Brake specific fuel consumption for a gas or diesel engine usually has a 'sweet spot' where the torque and rpm use the least amount of fuel. Usually auto manfucturers will make a specific gear and a specific speed meet the sweet spot eg 65 mph 4th gear = sweet spot in theory, but with changing road conditions it might not be there, so....
I was wondering if any auto manufacturers of HEV use this to advantage in the recharging of the battery pack? If the car could read the current fuel consumption and rpm, it would know the minimum torque/max torque in order to stay in the sweet spot and then use the electric motor to charge the batteries at a rate which would increase the torque to that amount. it would theoretically keep an engine in its sweet spot almost all of the time.


----------



## DanGT86 (Jan 1, 2011)

You bet they do. I heard just the other day that there are more lines of programming code that go into a hybrid car than a fighter jet. The algorithms that determine when to run the electric motor are always trying to make the gas motor as efficient as possible at any road speed. Between the ignition timing cam timing fuel timing and transmission shift points or cvt ratio, everything an automobile computer does is to maximize time in that "sweet spot" or make the "sweet spot" bigger. That's part of the reason that cars all went drive by wire. You use the gas pedal to tell it what you want and the car decides the best way to do it for you. 

At least that's the idea.

Just heard the other day new Buicks will have a system where a small battery will dump power into the alternator and use it at highway cruise to help the gas motor out. Like an inexpensive hybrid drive using a system that was basically already there.


----------



## Salty9 (Jul 13, 2009)

DanGT86 said:


> Just heard the other day new Buicks will have a system where a small battery will dump power into the alternator and use it at highway cruise to help the gas motor out. Like an inexpensive hybrid drive using a system that was basically already there.

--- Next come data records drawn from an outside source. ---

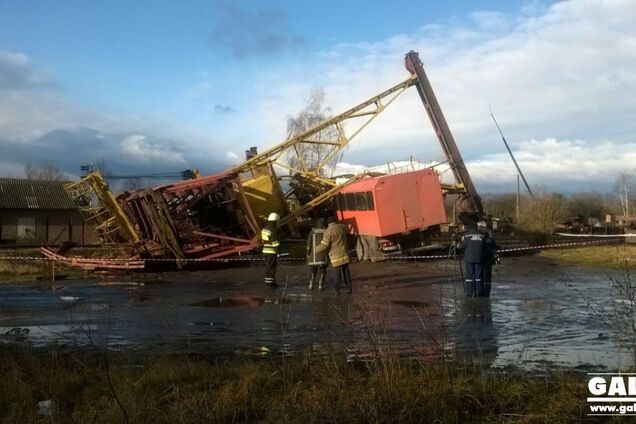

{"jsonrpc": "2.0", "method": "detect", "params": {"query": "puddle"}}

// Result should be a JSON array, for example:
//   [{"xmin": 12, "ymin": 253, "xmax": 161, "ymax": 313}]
[
  {"xmin": 0, "ymin": 259, "xmax": 633, "ymax": 369},
  {"xmin": 189, "ymin": 296, "xmax": 265, "ymax": 308},
  {"xmin": 391, "ymin": 300, "xmax": 430, "ymax": 308}
]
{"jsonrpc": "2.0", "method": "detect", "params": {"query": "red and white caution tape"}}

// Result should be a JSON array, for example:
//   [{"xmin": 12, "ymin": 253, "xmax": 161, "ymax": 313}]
[{"xmin": 0, "ymin": 234, "xmax": 632, "ymax": 263}]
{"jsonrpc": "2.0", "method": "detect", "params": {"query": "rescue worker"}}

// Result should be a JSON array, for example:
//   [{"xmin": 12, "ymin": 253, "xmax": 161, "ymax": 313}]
[
  {"xmin": 307, "ymin": 218, "xmax": 327, "ymax": 290},
  {"xmin": 457, "ymin": 221, "xmax": 485, "ymax": 297},
  {"xmin": 316, "ymin": 216, "xmax": 352, "ymax": 294},
  {"xmin": 261, "ymin": 212, "xmax": 280, "ymax": 288},
  {"xmin": 479, "ymin": 223, "xmax": 499, "ymax": 297}
]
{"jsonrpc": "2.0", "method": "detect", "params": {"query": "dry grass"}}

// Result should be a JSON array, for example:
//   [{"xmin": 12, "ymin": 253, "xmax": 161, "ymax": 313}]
[
  {"xmin": 540, "ymin": 244, "xmax": 636, "ymax": 268},
  {"xmin": 0, "ymin": 348, "xmax": 608, "ymax": 423}
]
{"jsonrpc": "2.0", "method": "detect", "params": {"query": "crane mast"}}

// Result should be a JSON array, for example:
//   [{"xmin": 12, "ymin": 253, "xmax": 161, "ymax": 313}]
[{"xmin": 404, "ymin": 50, "xmax": 484, "ymax": 216}]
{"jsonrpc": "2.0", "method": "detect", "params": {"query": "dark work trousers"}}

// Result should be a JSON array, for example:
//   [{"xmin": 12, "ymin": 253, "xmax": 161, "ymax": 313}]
[
  {"xmin": 464, "ymin": 262, "xmax": 484, "ymax": 297},
  {"xmin": 309, "ymin": 264, "xmax": 327, "ymax": 288},
  {"xmin": 263, "ymin": 253, "xmax": 278, "ymax": 285},
  {"xmin": 478, "ymin": 260, "xmax": 492, "ymax": 297},
  {"xmin": 334, "ymin": 264, "xmax": 351, "ymax": 293}
]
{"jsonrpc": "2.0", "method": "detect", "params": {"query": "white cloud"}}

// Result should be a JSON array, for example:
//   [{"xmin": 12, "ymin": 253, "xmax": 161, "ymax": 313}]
[
  {"xmin": 466, "ymin": 138, "xmax": 636, "ymax": 191},
  {"xmin": 235, "ymin": 0, "xmax": 636, "ymax": 190},
  {"xmin": 121, "ymin": 134, "xmax": 185, "ymax": 163},
  {"xmin": 0, "ymin": 0, "xmax": 636, "ymax": 192}
]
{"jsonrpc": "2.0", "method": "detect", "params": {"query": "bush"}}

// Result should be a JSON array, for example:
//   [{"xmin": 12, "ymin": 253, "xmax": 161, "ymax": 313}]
[{"xmin": 517, "ymin": 191, "xmax": 565, "ymax": 244}]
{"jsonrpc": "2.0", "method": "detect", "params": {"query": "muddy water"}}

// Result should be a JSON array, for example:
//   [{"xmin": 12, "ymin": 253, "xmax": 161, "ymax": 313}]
[{"xmin": 0, "ymin": 258, "xmax": 630, "ymax": 369}]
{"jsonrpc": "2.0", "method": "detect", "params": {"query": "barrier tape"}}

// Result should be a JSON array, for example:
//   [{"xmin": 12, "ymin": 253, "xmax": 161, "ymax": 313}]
[
  {"xmin": 556, "ymin": 233, "xmax": 636, "ymax": 238},
  {"xmin": 0, "ymin": 237, "xmax": 628, "ymax": 263}
]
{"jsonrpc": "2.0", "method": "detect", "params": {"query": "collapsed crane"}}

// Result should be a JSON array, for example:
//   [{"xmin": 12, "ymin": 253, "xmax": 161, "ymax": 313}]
[{"xmin": 52, "ymin": 51, "xmax": 483, "ymax": 266}]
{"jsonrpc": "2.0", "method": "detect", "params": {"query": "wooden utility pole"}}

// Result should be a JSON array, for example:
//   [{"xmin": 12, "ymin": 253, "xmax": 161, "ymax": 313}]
[{"xmin": 517, "ymin": 174, "xmax": 520, "ymax": 220}]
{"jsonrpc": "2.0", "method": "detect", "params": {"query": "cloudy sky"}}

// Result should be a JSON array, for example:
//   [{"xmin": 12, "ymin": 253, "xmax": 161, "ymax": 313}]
[{"xmin": 0, "ymin": 0, "xmax": 636, "ymax": 193}]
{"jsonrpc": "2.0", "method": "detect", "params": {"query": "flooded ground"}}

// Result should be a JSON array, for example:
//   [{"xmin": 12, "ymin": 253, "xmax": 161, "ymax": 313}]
[{"xmin": 0, "ymin": 257, "xmax": 631, "ymax": 369}]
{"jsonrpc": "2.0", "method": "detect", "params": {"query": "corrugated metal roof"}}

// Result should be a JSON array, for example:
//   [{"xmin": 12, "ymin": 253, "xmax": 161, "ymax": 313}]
[{"xmin": 0, "ymin": 178, "xmax": 76, "ymax": 209}]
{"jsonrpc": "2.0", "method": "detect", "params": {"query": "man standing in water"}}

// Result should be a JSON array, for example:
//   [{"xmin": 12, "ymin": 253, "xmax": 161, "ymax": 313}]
[
  {"xmin": 457, "ymin": 221, "xmax": 485, "ymax": 297},
  {"xmin": 261, "ymin": 212, "xmax": 280, "ymax": 289},
  {"xmin": 307, "ymin": 218, "xmax": 327, "ymax": 290},
  {"xmin": 478, "ymin": 222, "xmax": 499, "ymax": 297},
  {"xmin": 316, "ymin": 216, "xmax": 352, "ymax": 293}
]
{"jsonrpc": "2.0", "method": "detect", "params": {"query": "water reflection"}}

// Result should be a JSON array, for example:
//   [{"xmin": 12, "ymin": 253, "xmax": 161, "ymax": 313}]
[{"xmin": 454, "ymin": 298, "xmax": 499, "ymax": 367}]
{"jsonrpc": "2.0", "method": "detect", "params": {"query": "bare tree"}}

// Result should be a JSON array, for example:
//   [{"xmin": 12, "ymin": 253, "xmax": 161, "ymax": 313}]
[
  {"xmin": 287, "ymin": 89, "xmax": 339, "ymax": 174},
  {"xmin": 616, "ymin": 172, "xmax": 636, "ymax": 216},
  {"xmin": 24, "ymin": 163, "xmax": 68, "ymax": 181},
  {"xmin": 517, "ymin": 189, "xmax": 566, "ymax": 244}
]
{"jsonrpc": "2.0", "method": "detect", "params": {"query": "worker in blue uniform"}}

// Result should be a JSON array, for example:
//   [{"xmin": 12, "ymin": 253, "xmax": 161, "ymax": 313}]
[{"xmin": 457, "ymin": 222, "xmax": 486, "ymax": 297}]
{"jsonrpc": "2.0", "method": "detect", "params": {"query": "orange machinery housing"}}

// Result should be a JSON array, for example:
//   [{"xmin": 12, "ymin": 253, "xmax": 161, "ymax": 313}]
[{"xmin": 336, "ymin": 169, "xmax": 447, "ymax": 237}]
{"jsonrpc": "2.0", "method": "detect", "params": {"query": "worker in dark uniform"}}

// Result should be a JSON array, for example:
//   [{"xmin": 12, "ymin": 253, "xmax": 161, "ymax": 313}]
[
  {"xmin": 457, "ymin": 222, "xmax": 485, "ymax": 297},
  {"xmin": 307, "ymin": 218, "xmax": 327, "ymax": 290},
  {"xmin": 316, "ymin": 216, "xmax": 352, "ymax": 293},
  {"xmin": 261, "ymin": 212, "xmax": 280, "ymax": 288},
  {"xmin": 478, "ymin": 223, "xmax": 499, "ymax": 297}
]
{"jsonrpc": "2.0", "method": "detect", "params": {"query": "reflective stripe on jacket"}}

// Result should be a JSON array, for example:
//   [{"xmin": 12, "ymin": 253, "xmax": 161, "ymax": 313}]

GM (and other mfrs) have had a similar system since 2007. It's called a belt driven alternator starter (BAS). I've read that it is capable of up to 15 HP.


----------



## DanGT86 (Jan 1, 2011)

I think its a pretty clever idea. I would imagine the small battery pack would run out of juice eventually and you would be back to having ICE gas mileage. Its just nice to see any significant innovation towards fuel economy. There was a period of years where the major auto manufacturers were just making everything faster rather than more fuel efficient. 

They got really good at giving us 300hp family commuter sedans but we were supposed to be excited about 30mpg economy cars when we had those 30years ago?


----------